Cybersecurity experts at the Georgia Institute of Technology have assembled a new tool in the fight against hackers: a decoy robot. They built “HoneyBot” to lure hackers into thinking they had taken control of a factory robot, but instead the robot gathers valuable information about them and helps the business protect itself from future attacks.
The four-wheeled robot is smaller than a breadbox. It can be monitored and controlled through the internet. But unlike other remote-controlled robots, the HoneyBot’s special ability is tricking its operators into thinking it is performing one task, when it’s actually doing something completely different.
“The idea behind a honeypot is that you don’t want the attackers to know they’re in a honeypot,” Beyah said. “If the attacker is smart and looking out for honeypots, maybe they’d look at different sensors on the robot, such as an accelerometer or speedometer, to verify the robot is doing what it had been instructed. That’s why we will be spoofing that information. The sensors will indicate the robot accelerated from point A to point B.”
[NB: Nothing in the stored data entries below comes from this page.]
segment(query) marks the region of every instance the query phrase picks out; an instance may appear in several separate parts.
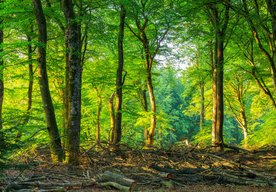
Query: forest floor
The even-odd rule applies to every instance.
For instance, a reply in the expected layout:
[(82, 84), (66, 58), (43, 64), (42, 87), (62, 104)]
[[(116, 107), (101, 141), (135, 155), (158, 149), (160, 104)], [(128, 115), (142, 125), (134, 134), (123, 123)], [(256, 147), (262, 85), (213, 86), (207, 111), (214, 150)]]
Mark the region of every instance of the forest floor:
[(82, 153), (82, 164), (51, 163), (47, 150), (0, 162), (0, 191), (275, 192), (276, 150), (178, 146), (170, 150), (105, 147)]

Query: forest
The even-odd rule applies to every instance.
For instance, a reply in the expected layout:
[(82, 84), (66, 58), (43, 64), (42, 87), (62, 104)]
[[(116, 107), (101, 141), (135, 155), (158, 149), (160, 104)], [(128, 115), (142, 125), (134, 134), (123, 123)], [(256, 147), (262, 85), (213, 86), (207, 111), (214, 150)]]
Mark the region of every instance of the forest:
[(0, 0), (0, 191), (272, 191), (275, 146), (275, 0)]

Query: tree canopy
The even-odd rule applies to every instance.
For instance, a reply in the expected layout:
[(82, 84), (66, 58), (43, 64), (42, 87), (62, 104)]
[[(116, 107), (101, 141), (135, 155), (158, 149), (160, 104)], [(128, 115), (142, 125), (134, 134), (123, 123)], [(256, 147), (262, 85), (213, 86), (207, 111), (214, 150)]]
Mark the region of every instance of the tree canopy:
[(0, 157), (276, 143), (273, 0), (1, 0)]

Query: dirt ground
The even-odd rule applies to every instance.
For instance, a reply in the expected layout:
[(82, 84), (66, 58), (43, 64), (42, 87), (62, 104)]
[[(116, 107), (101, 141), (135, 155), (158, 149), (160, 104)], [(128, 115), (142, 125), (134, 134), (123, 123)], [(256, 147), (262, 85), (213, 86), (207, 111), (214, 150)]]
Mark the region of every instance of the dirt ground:
[[(193, 146), (119, 152), (98, 147), (84, 151), (74, 168), (51, 163), (47, 151), (32, 153), (0, 164), (0, 191), (276, 192), (275, 148), (214, 153)], [(114, 186), (121, 184), (118, 175), (131, 184)]]

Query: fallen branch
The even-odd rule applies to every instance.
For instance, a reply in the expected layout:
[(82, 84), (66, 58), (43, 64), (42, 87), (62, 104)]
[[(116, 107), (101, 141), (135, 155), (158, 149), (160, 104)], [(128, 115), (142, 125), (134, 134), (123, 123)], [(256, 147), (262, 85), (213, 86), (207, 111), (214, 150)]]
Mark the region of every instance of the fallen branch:
[(133, 191), (137, 184), (133, 179), (126, 178), (124, 175), (110, 171), (98, 174), (96, 176), (96, 181), (101, 186), (112, 186), (124, 191)]
[(160, 167), (156, 164), (151, 164), (149, 166), (149, 168), (152, 168), (152, 169), (160, 171), (160, 172), (171, 173), (171, 174), (196, 174), (196, 173), (205, 171), (204, 168), (185, 168), (185, 169), (181, 169), (181, 170), (175, 170), (172, 168)]
[(239, 152), (244, 152), (244, 153), (247, 153), (247, 154), (252, 154), (252, 152), (250, 152), (250, 151), (248, 151), (248, 150), (246, 150), (246, 149), (237, 147), (237, 146), (227, 145), (227, 144), (223, 144), (223, 146), (224, 146), (225, 148), (228, 148), (228, 149), (233, 149), (233, 150), (236, 150), (236, 151), (239, 151)]
[(95, 181), (87, 181), (87, 182), (77, 182), (77, 183), (42, 183), (42, 182), (15, 182), (9, 184), (4, 192), (10, 192), (14, 190), (23, 190), (23, 189), (56, 189), (56, 188), (85, 188), (89, 186), (96, 185)]
[(259, 178), (263, 179), (264, 181), (266, 181), (270, 186), (275, 185), (275, 183), (273, 181), (271, 181), (270, 179), (266, 178), (263, 174), (253, 171), (250, 167), (246, 166), (246, 165), (242, 165), (241, 163), (237, 163), (235, 161), (211, 154), (211, 153), (207, 153), (208, 156), (216, 158), (218, 160), (220, 160), (220, 163), (223, 164), (223, 162), (227, 162), (230, 163), (234, 166), (236, 166), (237, 168), (239, 168), (241, 171), (245, 171), (247, 172), (247, 175), (249, 176), (249, 178), (255, 178), (256, 176), (258, 176)]

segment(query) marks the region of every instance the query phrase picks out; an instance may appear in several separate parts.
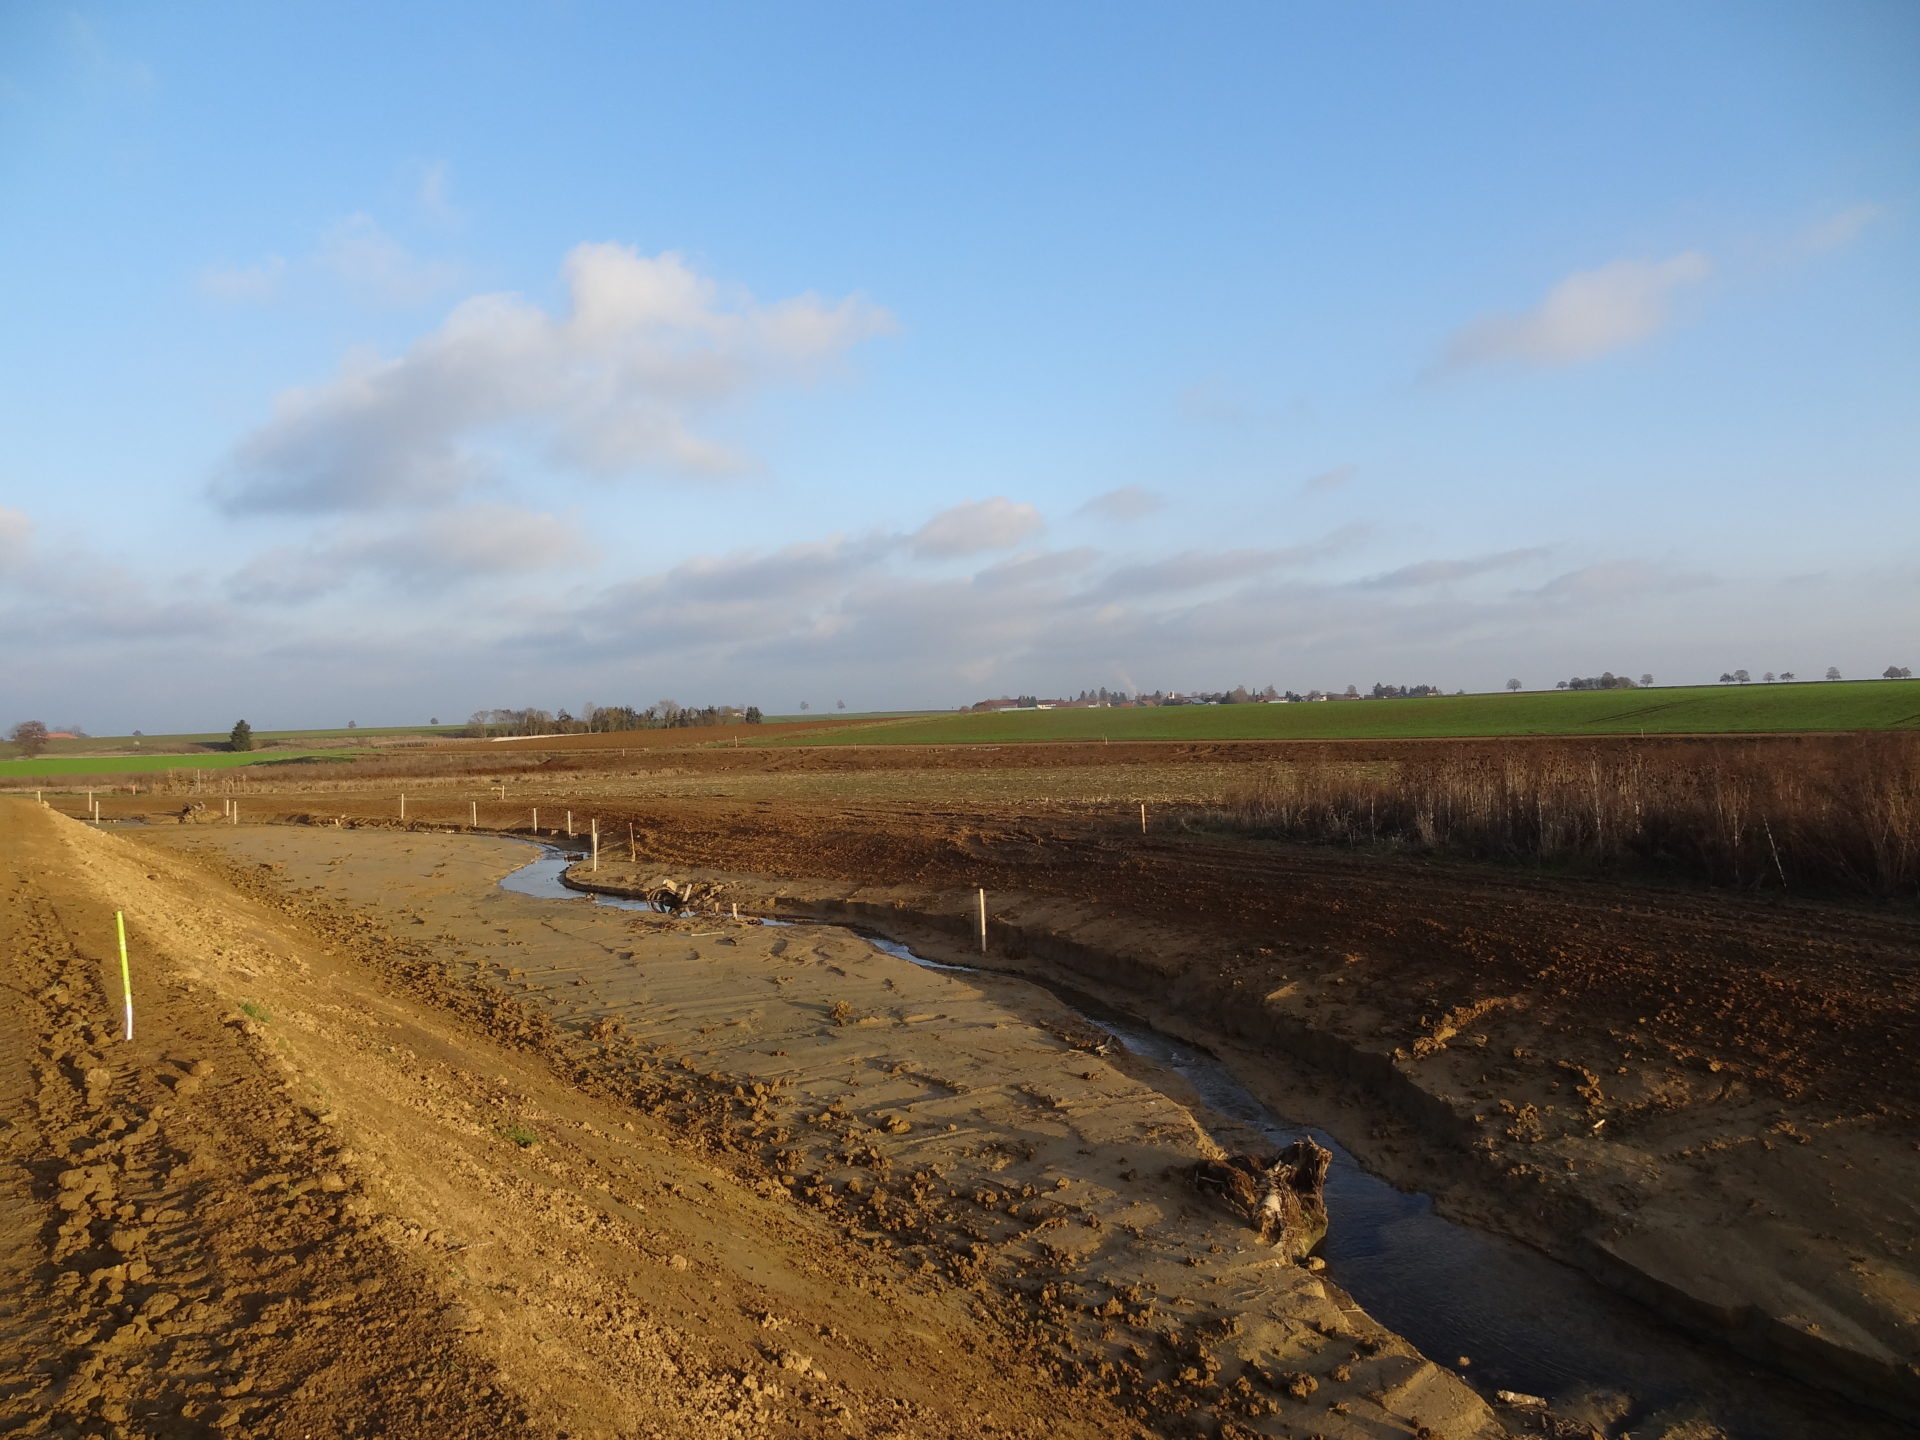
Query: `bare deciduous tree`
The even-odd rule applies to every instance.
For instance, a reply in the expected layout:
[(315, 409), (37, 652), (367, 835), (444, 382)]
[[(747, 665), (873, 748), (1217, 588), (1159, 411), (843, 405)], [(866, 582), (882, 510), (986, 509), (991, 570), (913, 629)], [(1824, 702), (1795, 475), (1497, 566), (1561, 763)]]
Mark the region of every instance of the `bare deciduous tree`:
[(43, 721), (22, 720), (7, 732), (7, 738), (20, 747), (20, 753), (31, 760), (47, 748), (47, 727)]
[(1507, 681), (1507, 689), (1518, 690), (1519, 688), (1520, 688), (1520, 682), (1518, 680)]

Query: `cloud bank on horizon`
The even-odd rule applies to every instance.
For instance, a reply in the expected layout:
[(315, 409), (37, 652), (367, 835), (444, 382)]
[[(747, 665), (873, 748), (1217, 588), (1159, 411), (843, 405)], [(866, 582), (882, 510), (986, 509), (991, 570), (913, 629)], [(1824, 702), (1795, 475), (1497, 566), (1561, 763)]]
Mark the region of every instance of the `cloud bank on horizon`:
[[(7, 22), (0, 105), (64, 128), (5, 156), (0, 723), (1860, 672), (1920, 612), (1920, 102), (1857, 17), (1767, 50), (1783, 113), (1713, 17), (1468, 13), (1611, 53), (1653, 119), (1609, 136), (1591, 65), (1467, 97), (1425, 17), (1116, 18), (1066, 74), (771, 10), (723, 71), (680, 17), (642, 95), (593, 11), (478, 26), (509, 142), (424, 33), (321, 126), (375, 15), (304, 68), (285, 17)], [(1282, 94), (1279, 30), (1325, 71)], [(1169, 46), (1204, 85), (1142, 83)], [(949, 123), (983, 80), (1017, 133)]]

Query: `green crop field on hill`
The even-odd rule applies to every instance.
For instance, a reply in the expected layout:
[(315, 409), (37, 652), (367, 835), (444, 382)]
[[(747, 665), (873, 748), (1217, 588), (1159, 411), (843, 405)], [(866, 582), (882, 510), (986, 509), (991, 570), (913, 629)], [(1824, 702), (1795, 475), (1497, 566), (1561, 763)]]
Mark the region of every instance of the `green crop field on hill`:
[(1735, 735), (1920, 729), (1900, 680), (1546, 690), (1425, 700), (1002, 710), (887, 721), (776, 745), (1010, 745), (1072, 740), (1391, 740), (1498, 735)]
[(18, 783), (22, 776), (148, 775), (162, 770), (230, 770), (241, 765), (267, 765), (281, 760), (347, 760), (338, 750), (256, 750), (250, 754), (195, 755), (42, 755), (37, 760), (0, 760), (0, 780)]
[[(355, 729), (325, 730), (256, 730), (253, 743), (256, 747), (280, 745), (288, 751), (299, 749), (304, 741), (348, 740), (366, 741), (371, 744), (380, 738), (391, 739), (394, 736), (414, 737), (423, 740), (463, 735), (465, 725), (370, 725)], [(219, 747), (215, 753), (225, 754), (227, 732), (208, 731), (191, 735), (80, 735), (71, 740), (52, 740), (47, 744), (47, 754), (59, 755), (140, 755), (152, 752), (156, 755), (176, 753), (205, 753), (207, 747)], [(4, 747), (11, 748), (11, 747)], [(283, 755), (286, 752), (283, 752)]]

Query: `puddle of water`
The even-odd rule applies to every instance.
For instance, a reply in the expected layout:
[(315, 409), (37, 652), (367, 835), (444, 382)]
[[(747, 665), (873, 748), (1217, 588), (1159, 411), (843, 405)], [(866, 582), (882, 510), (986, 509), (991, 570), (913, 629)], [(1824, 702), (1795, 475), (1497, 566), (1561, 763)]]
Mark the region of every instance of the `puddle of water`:
[[(569, 889), (560, 878), (580, 857), (542, 848), (541, 858), (508, 875), (501, 888), (540, 899), (584, 898), (587, 892)], [(616, 896), (592, 899), (620, 910), (652, 908)], [(1134, 1055), (1180, 1076), (1215, 1115), (1258, 1131), (1276, 1146), (1311, 1135), (1333, 1152), (1326, 1190), (1329, 1225), (1319, 1251), (1329, 1277), (1381, 1324), (1405, 1336), (1429, 1359), (1461, 1370), (1487, 1394), (1517, 1390), (1564, 1400), (1625, 1392), (1633, 1397), (1636, 1416), (1693, 1401), (1705, 1406), (1734, 1440), (1805, 1440), (1833, 1433), (1834, 1424), (1846, 1423), (1842, 1416), (1851, 1407), (1844, 1403), (1709, 1350), (1668, 1329), (1634, 1302), (1517, 1241), (1445, 1219), (1429, 1196), (1395, 1189), (1366, 1170), (1333, 1136), (1295, 1124), (1262, 1104), (1224, 1064), (1197, 1046), (1064, 987), (928, 960), (897, 941), (852, 926), (820, 923), (819, 928), (848, 930), (876, 950), (922, 969), (1033, 985)], [(1197, 1118), (1203, 1125), (1208, 1119), (1204, 1114)], [(1464, 1369), (1461, 1357), (1471, 1362)], [(1859, 1418), (1859, 1433), (1891, 1433), (1865, 1416)]]

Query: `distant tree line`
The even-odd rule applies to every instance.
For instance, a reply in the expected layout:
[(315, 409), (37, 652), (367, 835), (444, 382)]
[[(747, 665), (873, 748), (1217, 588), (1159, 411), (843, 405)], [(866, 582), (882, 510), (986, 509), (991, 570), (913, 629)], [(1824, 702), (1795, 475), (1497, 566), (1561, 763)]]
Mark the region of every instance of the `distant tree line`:
[(579, 715), (565, 710), (476, 710), (467, 719), (467, 734), (475, 739), (504, 735), (603, 735), (618, 730), (677, 730), (696, 725), (758, 725), (765, 717), (758, 705), (682, 705), (656, 700), (644, 710), (631, 705), (582, 707)]
[(1616, 675), (1611, 670), (1602, 670), (1598, 675), (1576, 675), (1571, 680), (1562, 680), (1553, 688), (1556, 690), (1638, 690), (1640, 682), (1631, 675)]
[[(1319, 691), (1313, 692), (1318, 695)], [(1037, 695), (1001, 695), (991, 700), (976, 700), (963, 706), (967, 710), (1031, 710), (1038, 705), (1051, 705), (1061, 709), (1074, 709), (1099, 705), (1257, 705), (1266, 700), (1304, 700), (1304, 695), (1293, 691), (1280, 691), (1269, 685), (1264, 690), (1249, 690), (1244, 685), (1236, 685), (1231, 690), (1109, 690), (1104, 685), (1097, 690), (1082, 690), (1078, 695), (1060, 695), (1043, 700)]]
[[(1776, 680), (1791, 683), (1796, 678), (1791, 670), (1782, 670), (1778, 675), (1769, 670), (1760, 677), (1760, 679), (1768, 685), (1773, 684)], [(1829, 665), (1827, 667), (1827, 679), (1838, 680), (1839, 678), (1840, 667), (1838, 665)], [(1880, 672), (1880, 678), (1882, 680), (1911, 680), (1913, 678), (1913, 671), (1905, 665), (1889, 665)], [(1753, 675), (1746, 670), (1724, 670), (1720, 674), (1720, 683), (1722, 685), (1746, 685), (1750, 684), (1752, 680)]]

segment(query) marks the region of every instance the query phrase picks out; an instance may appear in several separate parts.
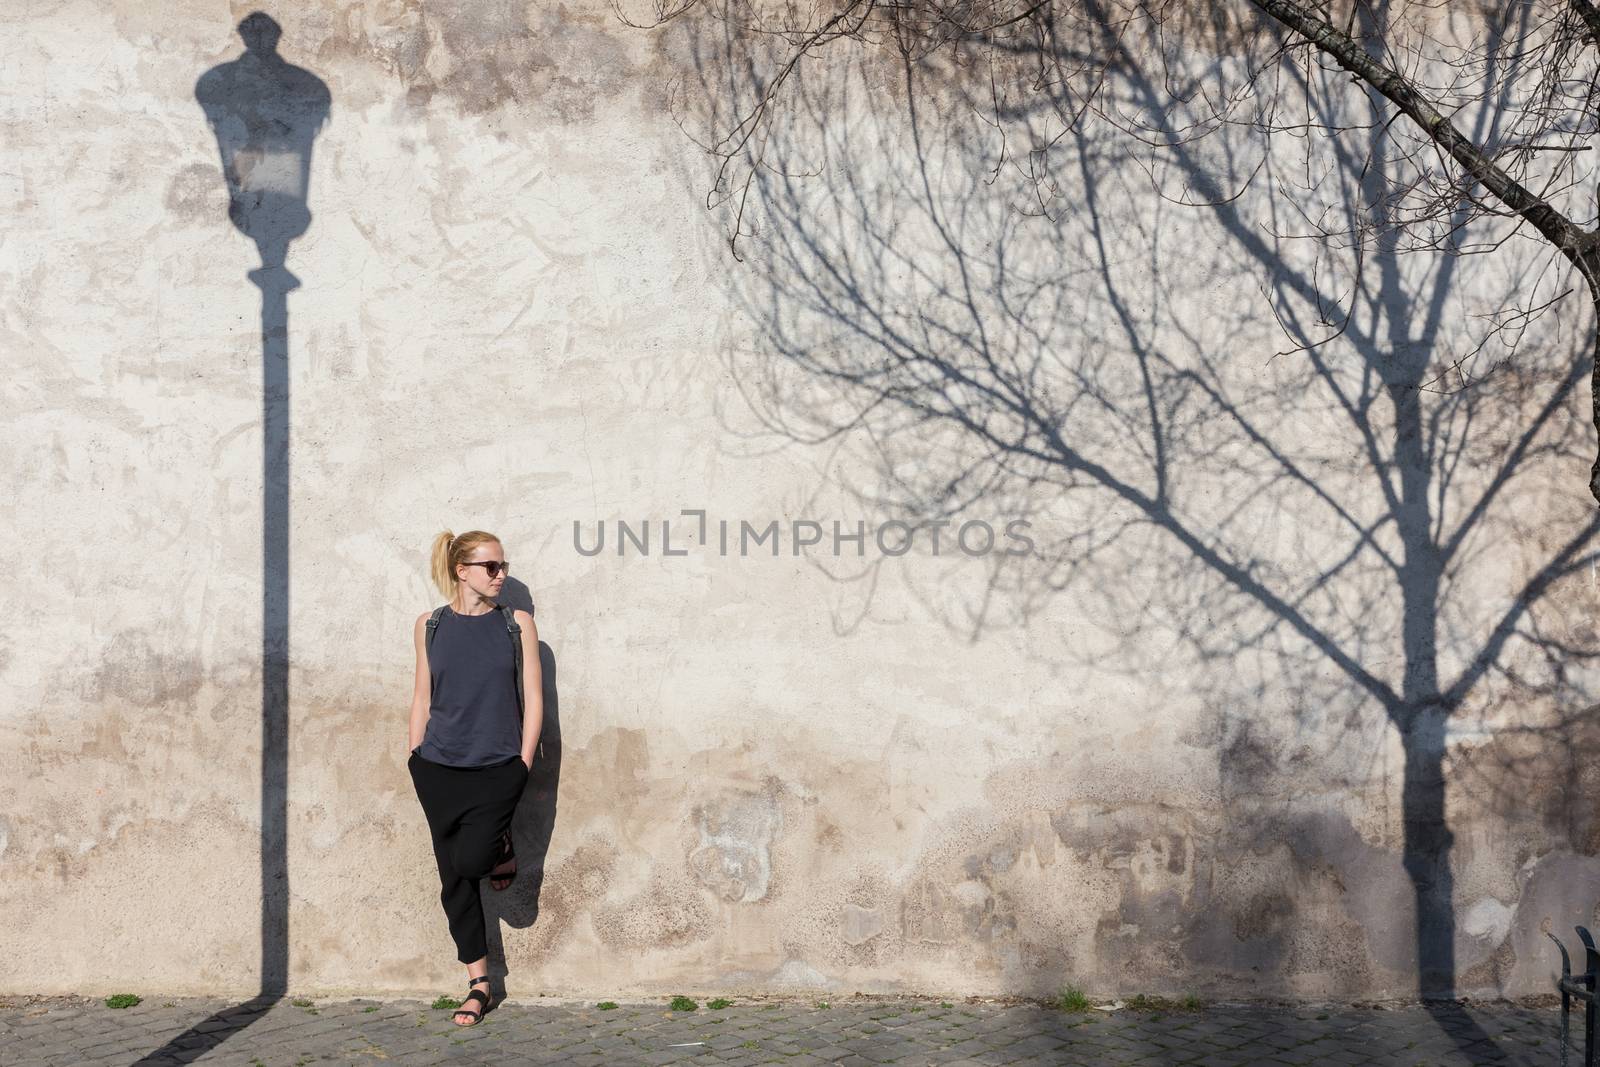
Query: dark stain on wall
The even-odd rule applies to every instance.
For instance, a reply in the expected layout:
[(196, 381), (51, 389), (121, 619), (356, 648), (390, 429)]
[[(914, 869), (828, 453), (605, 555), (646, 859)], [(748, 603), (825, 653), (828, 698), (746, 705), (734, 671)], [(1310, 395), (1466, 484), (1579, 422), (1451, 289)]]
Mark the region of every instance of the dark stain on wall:
[(1229, 916), (1239, 941), (1281, 938), (1293, 919), (1294, 898), (1277, 888), (1256, 893)]
[(80, 695), (92, 703), (117, 700), (136, 708), (172, 711), (192, 707), (205, 670), (192, 657), (158, 652), (147, 634), (123, 630), (100, 652), (100, 664)]
[(171, 223), (216, 225), (228, 210), (228, 197), (215, 163), (191, 163), (167, 183), (166, 206)]
[(408, 0), (382, 24), (359, 7), (341, 10), (330, 30), (319, 60), (375, 61), (415, 107), (441, 99), (471, 115), (537, 110), (573, 124), (593, 119), (597, 101), (642, 88), (623, 36), (640, 31), (605, 8)]
[(612, 948), (670, 948), (703, 941), (711, 910), (700, 887), (659, 872), (640, 893), (595, 910), (595, 932)]
[(538, 921), (533, 926), (533, 951), (547, 955), (567, 940), (582, 915), (604, 900), (616, 872), (617, 848), (610, 841), (591, 838), (551, 869), (539, 896)]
The Georgia Tech decoy robot is designed to trick hackers into thinking they have taken control of a factory robot, but the machine is actually gathering data on the hackers.
In a factory setting, such a robot could sit motionless in a corner, springing to life when a hacker gains access, a visual indicator that a malicious actor is targeting the facility.
Rather than letting hackers to run amok in the factory, it could follow some harmless commands such as picking up objects and stopping far short of doing anything dangerous.
So far, the researchers’ technique seems to be working. In experiments to test how convincing false sensor data is to individuals remotely controlling the device, volunteers used a virtual interface to control the robot; they could not to see what was really happening. To entice volunteers to break the rules, they encountered forbidden “shortcuts” that would let them finish the maze faster.
In the real maze back in the lab, no shortcut existed, and if participants opted to go through it the robot instead remained still. Meanwhile, volunteers who had now unwittingly become hackers for the experiment were fed simulated sensor data, indicating they passed through the shortcut and continued along.
Researchers wanted them to think the robot had taken the shortcut.
In surveys after the experiment, participants who controlled the device and those who fed simulated data about the fake shortcut both thought the data was believable at similar rates.